平凡社 世界大百科事典

喘鳴

呼吸器疾患の患者が呼吸の際発するゼーゼー,ヒューヒューという雑音。〈ぜいめい〉といわれることもある。気管支喘息で最もよくみられ,攣縮(れんしゆく)し細くなった気管支壁が振動して音が発生し,口から放射される。隣室でも聞こえるような強いものから,聴診器を胸にあててようやく聞きとれるような弱いものまで,その強さはさまざまである。
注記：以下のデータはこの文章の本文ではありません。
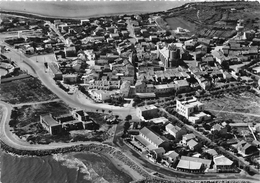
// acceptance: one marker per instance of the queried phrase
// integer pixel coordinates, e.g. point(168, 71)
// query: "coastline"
point(122, 162)
point(49, 17)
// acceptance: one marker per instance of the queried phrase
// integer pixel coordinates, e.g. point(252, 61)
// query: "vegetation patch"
point(247, 102)
point(25, 123)
point(175, 22)
point(25, 91)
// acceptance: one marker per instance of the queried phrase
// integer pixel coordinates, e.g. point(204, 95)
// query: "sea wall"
point(115, 153)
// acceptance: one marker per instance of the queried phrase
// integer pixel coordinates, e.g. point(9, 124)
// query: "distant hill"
point(215, 19)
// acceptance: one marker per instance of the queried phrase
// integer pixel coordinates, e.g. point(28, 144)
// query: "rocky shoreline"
point(107, 150)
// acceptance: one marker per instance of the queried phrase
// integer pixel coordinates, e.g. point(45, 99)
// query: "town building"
point(169, 55)
point(69, 78)
point(51, 125)
point(171, 129)
point(189, 166)
point(192, 109)
point(147, 112)
point(171, 156)
point(151, 137)
point(55, 71)
point(223, 164)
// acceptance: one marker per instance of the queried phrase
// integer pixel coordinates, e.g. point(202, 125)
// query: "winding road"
point(37, 70)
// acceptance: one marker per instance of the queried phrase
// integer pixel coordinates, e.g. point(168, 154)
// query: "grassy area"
point(25, 121)
point(245, 102)
point(175, 22)
point(25, 91)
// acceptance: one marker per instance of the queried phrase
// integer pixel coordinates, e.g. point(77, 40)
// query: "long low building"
point(78, 120)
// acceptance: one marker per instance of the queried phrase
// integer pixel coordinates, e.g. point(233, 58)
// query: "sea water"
point(71, 168)
point(61, 168)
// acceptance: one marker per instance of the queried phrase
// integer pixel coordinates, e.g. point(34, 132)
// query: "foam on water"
point(74, 163)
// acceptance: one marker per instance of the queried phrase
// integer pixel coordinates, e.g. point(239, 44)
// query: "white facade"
point(187, 107)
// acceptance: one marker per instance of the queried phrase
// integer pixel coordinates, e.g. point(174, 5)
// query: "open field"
point(25, 91)
point(175, 22)
point(244, 107)
point(25, 121)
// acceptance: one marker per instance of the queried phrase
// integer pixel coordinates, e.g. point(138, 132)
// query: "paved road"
point(12, 140)
point(37, 70)
point(231, 112)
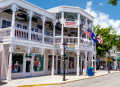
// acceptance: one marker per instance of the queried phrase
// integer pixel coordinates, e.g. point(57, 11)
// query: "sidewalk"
point(49, 80)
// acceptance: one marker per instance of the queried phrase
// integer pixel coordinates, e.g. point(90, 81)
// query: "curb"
point(65, 82)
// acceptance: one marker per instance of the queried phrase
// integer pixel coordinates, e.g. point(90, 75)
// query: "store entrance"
point(59, 67)
point(28, 67)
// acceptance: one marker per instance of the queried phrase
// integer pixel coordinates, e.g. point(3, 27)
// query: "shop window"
point(28, 55)
point(6, 24)
point(25, 27)
point(71, 62)
point(19, 26)
point(38, 62)
point(50, 62)
point(17, 63)
point(36, 30)
point(32, 29)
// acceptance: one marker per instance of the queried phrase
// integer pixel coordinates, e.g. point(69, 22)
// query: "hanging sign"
point(71, 24)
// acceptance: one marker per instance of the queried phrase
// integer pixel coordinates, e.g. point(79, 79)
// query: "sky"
point(105, 14)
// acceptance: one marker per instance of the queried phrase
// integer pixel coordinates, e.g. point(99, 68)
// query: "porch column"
point(2, 61)
point(62, 30)
point(78, 68)
point(81, 65)
point(78, 30)
point(54, 23)
point(95, 61)
point(86, 26)
point(43, 28)
point(9, 63)
point(91, 39)
point(106, 64)
point(12, 34)
point(30, 23)
point(86, 60)
point(53, 53)
point(92, 58)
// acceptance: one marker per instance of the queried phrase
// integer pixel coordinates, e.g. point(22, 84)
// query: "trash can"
point(89, 71)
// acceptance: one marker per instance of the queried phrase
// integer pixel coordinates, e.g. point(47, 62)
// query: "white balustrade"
point(35, 36)
point(85, 42)
point(57, 39)
point(21, 33)
point(5, 32)
point(70, 40)
point(48, 39)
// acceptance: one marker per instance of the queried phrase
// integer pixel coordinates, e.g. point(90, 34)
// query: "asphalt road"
point(111, 80)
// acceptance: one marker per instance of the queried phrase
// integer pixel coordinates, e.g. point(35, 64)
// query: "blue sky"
point(105, 14)
point(113, 11)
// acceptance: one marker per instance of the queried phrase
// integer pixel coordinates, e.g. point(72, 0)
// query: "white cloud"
point(102, 18)
point(101, 4)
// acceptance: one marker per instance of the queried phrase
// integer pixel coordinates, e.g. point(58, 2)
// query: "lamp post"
point(64, 45)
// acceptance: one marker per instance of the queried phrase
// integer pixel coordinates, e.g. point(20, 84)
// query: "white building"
point(31, 39)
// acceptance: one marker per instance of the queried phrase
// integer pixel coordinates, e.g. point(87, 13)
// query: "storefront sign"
point(56, 46)
point(70, 47)
point(71, 24)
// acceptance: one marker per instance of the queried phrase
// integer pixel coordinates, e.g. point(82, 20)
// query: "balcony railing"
point(85, 42)
point(24, 35)
point(70, 40)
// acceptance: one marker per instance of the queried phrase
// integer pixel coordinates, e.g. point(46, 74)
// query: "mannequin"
point(16, 66)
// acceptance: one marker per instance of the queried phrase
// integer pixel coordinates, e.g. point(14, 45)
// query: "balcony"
point(24, 35)
point(74, 40)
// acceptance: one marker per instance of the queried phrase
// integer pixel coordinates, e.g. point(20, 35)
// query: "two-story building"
point(31, 39)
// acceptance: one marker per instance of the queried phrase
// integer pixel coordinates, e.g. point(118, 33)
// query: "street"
point(112, 80)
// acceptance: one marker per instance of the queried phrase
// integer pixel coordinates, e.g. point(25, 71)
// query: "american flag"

しかし,音の強さは気管支攣縮の程度とは必ずしも関係しない。一般に気管支の内径は息を吸う(吸息)ときに広がり,吐く(呼息)ときに細くなるために,喘鳴は通常呼息に際して発生しやすいが,吸息時にも発生することがある。気管支喘息などでは,喘鳴とともに吐く息の時間が延長しているのが特徴である。安静時の静かな呼吸で喘鳴がみられなくても,できるだけ速く息を吐き出すように(強制呼出)すると喘鳴を生じることがあり,気管支攣縮や狭小を知るひとつの強調法として,診断に役立つ。吸息のみに聞かれる喘鳴は喉頭や気管など上部の気道が狭小となる種々の病変によっても生じ,小児の胸腺肥大による気管圧迫の際にみられる吸息性喘鳴は典型的な例である。